Strange behavior with equality checking


#1

Using the following snippet:

// Need to also override equals & hashcode but lets ignore that for now
class Person(val name: String)
class Cat(val name: String)

fun checkEquality() {
    var person1: Person = Person("Dan")
    var pet1: Cat = Cat("Mickey")

    if (person1 == pet1) println("they're equal")
}

The if-statement doesn’t compile because the 2 variables cannot be compared for equality. This is great since they can never be equal so that catches a logic flaw. Making one of the classes open results in the same good behavior (doesn’t compile). However, if I make both of the classes open then the if-statement actually compiles.

If multiple inheritance was allowed, I could have a subclass CatPerson that extends from both so a variable of type Person might equal a variable of type Cat if they both referenced a CatPerson. Since Kotlin only allows single inheritance, it seems like this equality check would never pass (with a proper equals implementation which satisfies the equals contract).

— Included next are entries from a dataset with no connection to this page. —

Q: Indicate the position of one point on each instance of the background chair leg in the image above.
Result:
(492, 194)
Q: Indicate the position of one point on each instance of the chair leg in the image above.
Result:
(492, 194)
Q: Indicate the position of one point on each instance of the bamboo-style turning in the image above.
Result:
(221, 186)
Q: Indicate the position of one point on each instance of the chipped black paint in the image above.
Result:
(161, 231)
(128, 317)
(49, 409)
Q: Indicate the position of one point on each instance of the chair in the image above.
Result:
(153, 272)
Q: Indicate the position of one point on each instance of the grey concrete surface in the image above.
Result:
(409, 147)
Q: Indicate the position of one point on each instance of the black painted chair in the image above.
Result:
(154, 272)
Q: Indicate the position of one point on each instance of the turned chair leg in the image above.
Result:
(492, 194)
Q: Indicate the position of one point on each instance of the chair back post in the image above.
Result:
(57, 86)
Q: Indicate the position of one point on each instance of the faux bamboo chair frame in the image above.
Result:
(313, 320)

I’m using IntelliJ 2017.3.2 with Kotlin plugin 1.2.31

Can someone please explain why the equality check is allowed when both classes are open. Is this a defect?


#2

IMO this should at least display a warning. The reason this is valid is that == gets extended to a?.equals(b) ?: (b === null), calling a equality function with this signature Person.equals(other: Any?). Now lets say we have a third class which extends from Person and implements equality to return true if other is of type Cat.


#3

@Wasabi375 Thanks for your response.

I updated the question to reflect that making one of the classes open still fails to compile (which is good) so this strange behavior only happens when both classes are open.

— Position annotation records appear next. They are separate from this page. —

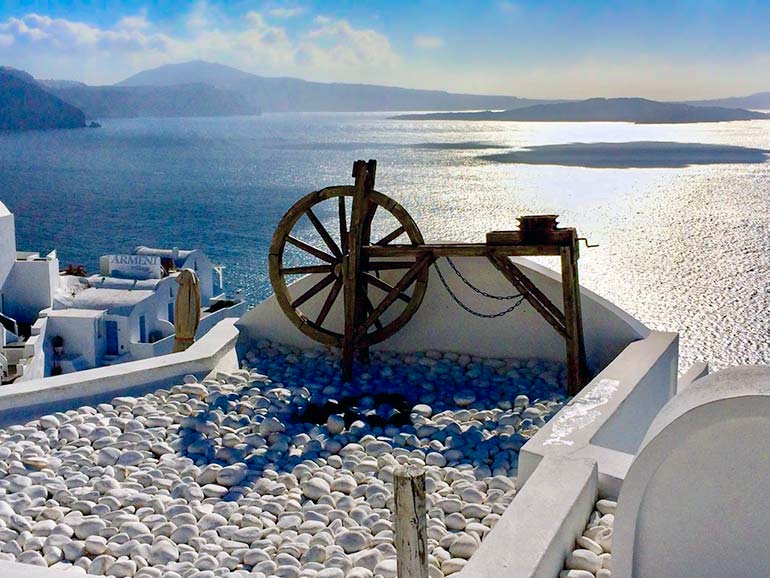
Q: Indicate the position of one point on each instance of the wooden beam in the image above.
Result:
(461, 250)
(411, 528)
(304, 270)
(386, 287)
(535, 298)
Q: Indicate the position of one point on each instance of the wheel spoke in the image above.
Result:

Regarding the reasoning that “==” calls equals and you can code equals to return true when it’s not truly equal; this explanation should have also applied to the scenario where only 1 class is made open so this is quite perplexing.

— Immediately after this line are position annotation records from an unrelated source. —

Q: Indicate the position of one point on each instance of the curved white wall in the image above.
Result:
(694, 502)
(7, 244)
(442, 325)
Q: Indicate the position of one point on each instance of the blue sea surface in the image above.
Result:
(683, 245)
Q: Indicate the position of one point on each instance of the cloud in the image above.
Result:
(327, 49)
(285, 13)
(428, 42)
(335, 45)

The other concern with this idea is that the equals method also comes with a contract that must be respected. Therefore the rules only need to consider correct implementations of equals which abide by the equals contract.

Is there some scenario which I haven’t considered or is this a defect?


#4

But then the important part for allowing (foo==bar) is foo may having a non-standard equals(…) member. That isn’t the case. Also i’d expect a warning for always true / false instead of an compiler error.

Fascinating question. Looking at the source, it seems like the compiler finds a type intersection. But TypeIntersector is to complicated for me to understand from just reading github code :smiley:


#5

The compiler can’t know that as someone else using the code as a library may extend Foo and create the equals method at a later time.


#6

The compiler knows that the equals method has a contract that must be followed otherwise it wouldn’t make sense for TypeIntersector to eliminate any equality checks because you could code an incorrect implementation of equals that always returns true for any class (even classes that aren’t open).

The compiler currently prevents equality checks when only one of the classes is open. So it could very well be overridden in a different project when used as a library yet the compiler still prevents checking for equality (unless both classes are declared open).

If your reasoning is correct, that implies that the current compiler is defective since it should allow comparing for equality when one of the classes is open. However, I like the current compiler implementation as bases its decisions on correct equals implementations so it catches logic flaws except that there’s a strange edge case when both classes are open (hopefully this is a defect that will be fixed).